Sarbananda Sonowal | File photo

The Editors Guild of India on November 19 expressed serious concern over the growing incidents of violence against journalists in Assam.

In a letter to Assam chief minister Sarbananda Sonowal, the Editors Guild of India (EGI) expressed deep concern over the growing incidents of violence against journalists vitiating the environment necessary for the functioning of an independent and vibrant media.

“While we appreciate your firm condemnation of these incidents, the situation demands your urgent intervention to assure the media that they are safe to report without fearing retribution from the criminal mafia. In the absence of that, a sense of impunity could embolden the attackers who may believe that they are above the law,” said the letter signed by Editors Guild of India president Seema Mustafa, general secretary Sanjay Kapoor and treasurer Anant Nath.

The two-page letter to the Assam CM said that the manner in which Milan Mahanta (42), who writes for Asomiya Pratidin and Dainik Asom, was recently tied to a pole by five criminals and beaten mercilessly, is a testament of the difficult environment in which the journalists work in Assam.

A video of the assault has gone viral on social media.

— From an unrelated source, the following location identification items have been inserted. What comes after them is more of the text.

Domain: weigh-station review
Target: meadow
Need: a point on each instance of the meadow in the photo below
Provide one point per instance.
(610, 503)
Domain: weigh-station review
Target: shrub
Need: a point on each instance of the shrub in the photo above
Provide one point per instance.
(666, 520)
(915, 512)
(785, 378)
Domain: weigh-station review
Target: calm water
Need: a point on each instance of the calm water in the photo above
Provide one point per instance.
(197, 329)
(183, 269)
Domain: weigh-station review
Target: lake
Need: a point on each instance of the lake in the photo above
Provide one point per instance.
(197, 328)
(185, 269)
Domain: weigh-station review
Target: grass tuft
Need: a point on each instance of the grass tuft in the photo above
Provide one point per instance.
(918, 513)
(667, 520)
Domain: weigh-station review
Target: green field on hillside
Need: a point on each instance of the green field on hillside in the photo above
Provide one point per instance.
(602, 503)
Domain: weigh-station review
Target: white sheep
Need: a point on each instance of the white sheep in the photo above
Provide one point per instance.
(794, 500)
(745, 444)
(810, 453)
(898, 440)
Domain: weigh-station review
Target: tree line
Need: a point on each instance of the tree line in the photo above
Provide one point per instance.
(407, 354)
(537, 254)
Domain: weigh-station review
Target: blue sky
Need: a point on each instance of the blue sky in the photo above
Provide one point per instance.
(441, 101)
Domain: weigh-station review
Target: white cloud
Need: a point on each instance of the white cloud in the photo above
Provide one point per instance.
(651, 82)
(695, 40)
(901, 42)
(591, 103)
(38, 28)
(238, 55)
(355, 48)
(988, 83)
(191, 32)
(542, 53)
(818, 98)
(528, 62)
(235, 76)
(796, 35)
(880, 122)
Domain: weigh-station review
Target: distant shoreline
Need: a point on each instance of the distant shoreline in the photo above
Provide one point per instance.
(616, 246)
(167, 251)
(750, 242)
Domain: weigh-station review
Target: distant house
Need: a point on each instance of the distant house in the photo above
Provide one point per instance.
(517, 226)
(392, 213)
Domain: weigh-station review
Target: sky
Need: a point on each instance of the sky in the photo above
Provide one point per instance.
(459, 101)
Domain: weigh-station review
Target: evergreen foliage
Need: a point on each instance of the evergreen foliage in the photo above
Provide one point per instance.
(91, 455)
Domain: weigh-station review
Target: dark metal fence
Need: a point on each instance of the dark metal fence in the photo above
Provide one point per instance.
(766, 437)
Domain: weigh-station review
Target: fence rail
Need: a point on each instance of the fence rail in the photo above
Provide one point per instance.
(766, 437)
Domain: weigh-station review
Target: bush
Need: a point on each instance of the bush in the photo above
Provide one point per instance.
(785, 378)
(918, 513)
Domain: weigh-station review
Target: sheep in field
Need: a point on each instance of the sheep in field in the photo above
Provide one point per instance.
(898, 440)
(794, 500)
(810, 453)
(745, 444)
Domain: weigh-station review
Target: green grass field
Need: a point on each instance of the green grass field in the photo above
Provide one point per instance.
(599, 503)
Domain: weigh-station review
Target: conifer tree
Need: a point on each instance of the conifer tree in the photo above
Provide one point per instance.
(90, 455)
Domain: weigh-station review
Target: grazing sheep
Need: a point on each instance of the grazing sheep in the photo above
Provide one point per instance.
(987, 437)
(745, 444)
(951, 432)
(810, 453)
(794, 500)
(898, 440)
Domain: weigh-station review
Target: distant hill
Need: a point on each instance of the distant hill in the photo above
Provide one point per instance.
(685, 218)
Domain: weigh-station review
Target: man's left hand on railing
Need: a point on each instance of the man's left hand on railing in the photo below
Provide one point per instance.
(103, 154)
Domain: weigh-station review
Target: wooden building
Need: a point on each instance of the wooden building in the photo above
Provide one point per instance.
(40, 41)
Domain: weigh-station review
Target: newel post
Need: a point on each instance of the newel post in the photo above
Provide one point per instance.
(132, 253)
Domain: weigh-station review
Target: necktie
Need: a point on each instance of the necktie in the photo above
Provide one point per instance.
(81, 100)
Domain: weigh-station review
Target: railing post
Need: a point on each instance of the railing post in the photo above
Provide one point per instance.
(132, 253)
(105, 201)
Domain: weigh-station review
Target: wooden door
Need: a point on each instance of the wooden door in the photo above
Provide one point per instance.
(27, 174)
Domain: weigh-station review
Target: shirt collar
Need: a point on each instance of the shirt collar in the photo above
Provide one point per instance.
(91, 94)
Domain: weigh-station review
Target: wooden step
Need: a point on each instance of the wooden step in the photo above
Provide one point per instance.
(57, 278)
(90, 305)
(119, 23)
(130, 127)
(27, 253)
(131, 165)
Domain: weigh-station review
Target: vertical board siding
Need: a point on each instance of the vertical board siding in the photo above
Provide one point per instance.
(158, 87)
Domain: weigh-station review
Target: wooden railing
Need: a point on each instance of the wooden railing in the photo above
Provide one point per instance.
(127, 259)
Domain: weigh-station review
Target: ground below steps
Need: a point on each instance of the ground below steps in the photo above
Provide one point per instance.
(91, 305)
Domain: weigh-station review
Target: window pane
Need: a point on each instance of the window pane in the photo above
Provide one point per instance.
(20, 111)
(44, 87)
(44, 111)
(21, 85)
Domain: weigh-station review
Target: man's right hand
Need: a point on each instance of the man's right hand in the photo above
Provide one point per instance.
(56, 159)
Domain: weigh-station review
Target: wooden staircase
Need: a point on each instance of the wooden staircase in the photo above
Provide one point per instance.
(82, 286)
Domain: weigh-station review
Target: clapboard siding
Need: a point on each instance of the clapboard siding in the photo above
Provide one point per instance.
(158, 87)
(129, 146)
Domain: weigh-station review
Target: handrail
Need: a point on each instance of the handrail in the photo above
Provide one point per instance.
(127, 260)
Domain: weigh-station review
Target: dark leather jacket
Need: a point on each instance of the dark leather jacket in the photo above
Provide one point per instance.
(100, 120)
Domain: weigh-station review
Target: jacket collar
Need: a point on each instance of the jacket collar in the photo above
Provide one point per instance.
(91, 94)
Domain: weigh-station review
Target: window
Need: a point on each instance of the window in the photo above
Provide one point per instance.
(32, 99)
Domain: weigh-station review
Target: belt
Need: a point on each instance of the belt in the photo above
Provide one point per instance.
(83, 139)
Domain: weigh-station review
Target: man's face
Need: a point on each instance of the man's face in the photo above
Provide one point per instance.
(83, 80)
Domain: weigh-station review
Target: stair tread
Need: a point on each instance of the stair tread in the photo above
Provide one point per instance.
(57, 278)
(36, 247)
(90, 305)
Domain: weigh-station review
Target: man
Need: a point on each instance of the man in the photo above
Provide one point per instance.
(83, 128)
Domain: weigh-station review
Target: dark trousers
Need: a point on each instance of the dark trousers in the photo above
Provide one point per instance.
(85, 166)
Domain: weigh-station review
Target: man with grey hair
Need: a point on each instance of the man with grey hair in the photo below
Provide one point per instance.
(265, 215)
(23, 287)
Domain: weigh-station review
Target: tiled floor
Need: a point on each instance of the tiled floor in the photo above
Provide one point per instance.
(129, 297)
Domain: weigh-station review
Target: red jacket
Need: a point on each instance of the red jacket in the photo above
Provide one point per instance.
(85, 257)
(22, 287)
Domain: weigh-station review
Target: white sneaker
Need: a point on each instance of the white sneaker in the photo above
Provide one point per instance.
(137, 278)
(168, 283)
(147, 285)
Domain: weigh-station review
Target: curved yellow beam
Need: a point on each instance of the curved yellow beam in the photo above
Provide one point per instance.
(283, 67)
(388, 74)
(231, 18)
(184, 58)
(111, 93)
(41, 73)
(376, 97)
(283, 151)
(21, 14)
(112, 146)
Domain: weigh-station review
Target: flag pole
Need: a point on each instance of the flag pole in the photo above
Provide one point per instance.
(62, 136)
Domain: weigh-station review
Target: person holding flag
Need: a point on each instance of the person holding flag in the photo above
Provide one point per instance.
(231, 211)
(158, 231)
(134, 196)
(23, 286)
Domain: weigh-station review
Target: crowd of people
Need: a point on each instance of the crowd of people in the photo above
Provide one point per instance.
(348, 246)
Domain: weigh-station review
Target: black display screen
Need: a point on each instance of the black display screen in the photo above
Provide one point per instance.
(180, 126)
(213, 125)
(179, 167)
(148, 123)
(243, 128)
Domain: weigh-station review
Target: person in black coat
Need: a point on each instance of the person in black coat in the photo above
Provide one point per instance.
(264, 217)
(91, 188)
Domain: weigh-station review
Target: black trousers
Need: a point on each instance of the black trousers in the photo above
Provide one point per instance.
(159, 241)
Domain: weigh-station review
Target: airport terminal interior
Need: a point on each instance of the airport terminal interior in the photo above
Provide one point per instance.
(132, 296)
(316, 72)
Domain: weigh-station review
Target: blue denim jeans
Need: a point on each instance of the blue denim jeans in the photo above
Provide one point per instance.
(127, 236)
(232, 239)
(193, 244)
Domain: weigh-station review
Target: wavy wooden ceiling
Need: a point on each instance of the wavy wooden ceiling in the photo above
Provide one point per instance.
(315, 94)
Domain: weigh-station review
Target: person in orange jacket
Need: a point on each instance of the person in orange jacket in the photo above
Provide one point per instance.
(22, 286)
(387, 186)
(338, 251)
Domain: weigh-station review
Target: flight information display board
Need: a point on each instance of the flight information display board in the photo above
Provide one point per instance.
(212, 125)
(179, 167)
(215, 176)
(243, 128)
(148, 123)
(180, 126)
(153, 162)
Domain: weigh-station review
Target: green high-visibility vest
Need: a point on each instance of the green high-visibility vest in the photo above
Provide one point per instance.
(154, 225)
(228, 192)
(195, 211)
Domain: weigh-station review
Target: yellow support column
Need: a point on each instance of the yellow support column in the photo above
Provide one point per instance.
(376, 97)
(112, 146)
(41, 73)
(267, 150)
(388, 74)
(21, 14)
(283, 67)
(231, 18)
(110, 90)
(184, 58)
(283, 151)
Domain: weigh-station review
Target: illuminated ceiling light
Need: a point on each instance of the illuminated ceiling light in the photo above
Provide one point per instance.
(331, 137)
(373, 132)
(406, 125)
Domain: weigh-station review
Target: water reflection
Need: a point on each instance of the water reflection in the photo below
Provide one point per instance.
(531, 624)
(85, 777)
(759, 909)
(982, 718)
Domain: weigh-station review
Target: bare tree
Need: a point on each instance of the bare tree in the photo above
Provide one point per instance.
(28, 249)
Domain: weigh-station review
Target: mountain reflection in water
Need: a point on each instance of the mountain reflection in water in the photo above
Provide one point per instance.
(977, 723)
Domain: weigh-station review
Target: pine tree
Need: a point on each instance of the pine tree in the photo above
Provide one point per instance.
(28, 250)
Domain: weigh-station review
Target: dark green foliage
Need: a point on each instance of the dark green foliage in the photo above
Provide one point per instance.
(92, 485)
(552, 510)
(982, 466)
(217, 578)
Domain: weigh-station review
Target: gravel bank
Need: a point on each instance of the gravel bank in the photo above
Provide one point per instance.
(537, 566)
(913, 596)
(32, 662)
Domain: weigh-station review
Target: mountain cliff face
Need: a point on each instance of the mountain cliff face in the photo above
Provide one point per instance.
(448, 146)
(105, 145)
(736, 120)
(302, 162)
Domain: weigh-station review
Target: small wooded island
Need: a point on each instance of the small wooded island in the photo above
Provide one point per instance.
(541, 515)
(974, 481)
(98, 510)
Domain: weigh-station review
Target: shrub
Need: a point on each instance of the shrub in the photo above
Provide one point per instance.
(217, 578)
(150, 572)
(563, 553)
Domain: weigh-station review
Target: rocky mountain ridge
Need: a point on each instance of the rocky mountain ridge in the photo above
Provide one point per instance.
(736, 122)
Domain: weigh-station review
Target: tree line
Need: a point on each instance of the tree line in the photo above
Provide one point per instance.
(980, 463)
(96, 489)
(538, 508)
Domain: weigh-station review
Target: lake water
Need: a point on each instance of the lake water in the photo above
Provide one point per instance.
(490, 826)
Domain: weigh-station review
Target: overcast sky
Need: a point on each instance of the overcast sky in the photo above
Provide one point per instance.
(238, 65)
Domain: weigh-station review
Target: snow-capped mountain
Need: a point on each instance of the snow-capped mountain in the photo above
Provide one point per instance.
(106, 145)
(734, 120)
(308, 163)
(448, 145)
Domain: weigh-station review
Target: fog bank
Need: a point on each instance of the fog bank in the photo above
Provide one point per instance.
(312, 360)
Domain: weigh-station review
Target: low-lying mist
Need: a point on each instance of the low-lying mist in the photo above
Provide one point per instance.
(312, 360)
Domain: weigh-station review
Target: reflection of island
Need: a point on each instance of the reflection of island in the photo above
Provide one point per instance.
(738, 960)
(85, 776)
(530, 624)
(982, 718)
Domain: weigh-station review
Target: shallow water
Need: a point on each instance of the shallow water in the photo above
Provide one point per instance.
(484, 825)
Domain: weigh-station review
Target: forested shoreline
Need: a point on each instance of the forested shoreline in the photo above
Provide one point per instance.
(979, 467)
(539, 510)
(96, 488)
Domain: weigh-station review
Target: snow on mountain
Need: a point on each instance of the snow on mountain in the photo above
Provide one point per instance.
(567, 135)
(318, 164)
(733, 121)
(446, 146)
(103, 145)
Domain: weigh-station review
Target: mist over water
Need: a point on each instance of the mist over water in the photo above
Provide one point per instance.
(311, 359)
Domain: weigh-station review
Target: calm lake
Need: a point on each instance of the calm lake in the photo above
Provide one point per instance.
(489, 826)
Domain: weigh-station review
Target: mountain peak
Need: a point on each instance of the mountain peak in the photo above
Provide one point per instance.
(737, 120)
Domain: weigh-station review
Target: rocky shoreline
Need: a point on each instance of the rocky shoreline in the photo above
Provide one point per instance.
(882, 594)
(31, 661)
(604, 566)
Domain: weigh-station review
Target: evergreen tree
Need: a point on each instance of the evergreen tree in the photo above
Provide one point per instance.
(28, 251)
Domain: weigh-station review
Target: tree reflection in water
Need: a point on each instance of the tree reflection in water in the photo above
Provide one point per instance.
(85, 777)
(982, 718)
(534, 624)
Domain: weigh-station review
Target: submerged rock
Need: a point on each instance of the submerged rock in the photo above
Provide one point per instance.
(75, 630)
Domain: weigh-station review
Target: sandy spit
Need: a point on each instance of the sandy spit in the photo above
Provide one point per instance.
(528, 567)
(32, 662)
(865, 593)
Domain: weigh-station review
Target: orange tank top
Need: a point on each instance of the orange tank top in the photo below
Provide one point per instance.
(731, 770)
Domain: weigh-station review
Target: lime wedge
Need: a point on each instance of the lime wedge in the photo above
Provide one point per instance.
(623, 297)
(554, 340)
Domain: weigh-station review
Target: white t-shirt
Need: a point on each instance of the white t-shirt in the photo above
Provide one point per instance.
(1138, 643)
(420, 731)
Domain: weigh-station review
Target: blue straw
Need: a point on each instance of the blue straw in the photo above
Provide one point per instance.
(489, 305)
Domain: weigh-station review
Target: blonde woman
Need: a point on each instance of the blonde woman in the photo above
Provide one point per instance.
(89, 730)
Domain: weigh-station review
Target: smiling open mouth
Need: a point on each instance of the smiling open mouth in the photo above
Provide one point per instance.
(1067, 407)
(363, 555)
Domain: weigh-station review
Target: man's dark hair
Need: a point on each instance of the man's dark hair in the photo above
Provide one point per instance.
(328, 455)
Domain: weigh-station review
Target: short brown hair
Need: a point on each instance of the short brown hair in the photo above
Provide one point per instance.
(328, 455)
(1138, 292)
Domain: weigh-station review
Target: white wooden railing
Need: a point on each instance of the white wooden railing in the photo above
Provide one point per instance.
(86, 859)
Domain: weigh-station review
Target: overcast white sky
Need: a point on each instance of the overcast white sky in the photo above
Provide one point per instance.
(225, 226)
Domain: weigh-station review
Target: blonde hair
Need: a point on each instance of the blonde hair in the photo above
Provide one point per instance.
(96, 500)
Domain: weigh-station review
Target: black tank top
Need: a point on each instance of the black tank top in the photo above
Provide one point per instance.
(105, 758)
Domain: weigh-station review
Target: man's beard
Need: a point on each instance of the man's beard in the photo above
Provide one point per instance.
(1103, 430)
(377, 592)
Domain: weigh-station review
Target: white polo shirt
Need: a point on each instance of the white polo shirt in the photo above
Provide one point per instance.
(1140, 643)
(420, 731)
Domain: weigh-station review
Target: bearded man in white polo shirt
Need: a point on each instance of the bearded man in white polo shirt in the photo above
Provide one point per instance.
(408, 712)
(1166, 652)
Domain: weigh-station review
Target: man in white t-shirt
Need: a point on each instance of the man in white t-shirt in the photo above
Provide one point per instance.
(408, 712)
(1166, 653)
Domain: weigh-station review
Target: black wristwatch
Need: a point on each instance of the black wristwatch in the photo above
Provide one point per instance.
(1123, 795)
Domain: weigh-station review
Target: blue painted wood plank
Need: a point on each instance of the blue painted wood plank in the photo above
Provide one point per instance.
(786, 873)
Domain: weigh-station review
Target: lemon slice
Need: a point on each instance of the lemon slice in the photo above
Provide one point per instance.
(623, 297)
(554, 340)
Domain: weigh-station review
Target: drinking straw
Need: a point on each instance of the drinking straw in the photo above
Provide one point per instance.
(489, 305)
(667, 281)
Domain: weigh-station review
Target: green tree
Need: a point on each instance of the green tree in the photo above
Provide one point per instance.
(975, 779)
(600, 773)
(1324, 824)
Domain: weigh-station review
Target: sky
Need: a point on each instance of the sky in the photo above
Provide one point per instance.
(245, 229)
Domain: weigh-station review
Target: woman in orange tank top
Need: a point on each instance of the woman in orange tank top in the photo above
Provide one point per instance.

Mahanta, who has named the assailants, claimed that he was beaten up for his reportage against the gambling and land mafias in Kamrup district.

The incident came close on the heels of the death of Parag Bhuyan, a journalist with Pratidin Time, who was overrun by a car near his home in Kakopathar in Tinsukia district. The Pratidin Time editor has alleged that Bhuyan was murdered as he had been receiving threats for exposing corruption and illegal activities of a criminal nexus in the Kakopathar area.

The Editors Guild of India also appreciated the state government’s efforts for providing monetary relief to the kin of the 32 journalists killed in Assam since 1991.

“However, most of the cases have not been resolved with allegations of shoddy investigations. In many cases, the culprits are roaming free, intimidating the families of the slain journalists. We hope you will urge the state police to take necessary steps for rebuilding confidence in the media, so that they can operate without fear,” the EGI said in its letter.

On November 17, senior journalist Patricia Mukhim, who is also the editor of The Shillong Times, has quit the Editors Guild of India for not speaking up on her case and alleging that the journalists’ body only “defends celebrity journalists”.

Mukhim claimed that she had briefed the top journalists’ body in detail about her case. “I now wish to resign from its membership. There are several reasons for doing so. First, as a journalist, I don’t belong to that august league of celebrity editors whose newspapers are widely-read and web-based news portals are hugely popular,” she said in her letter.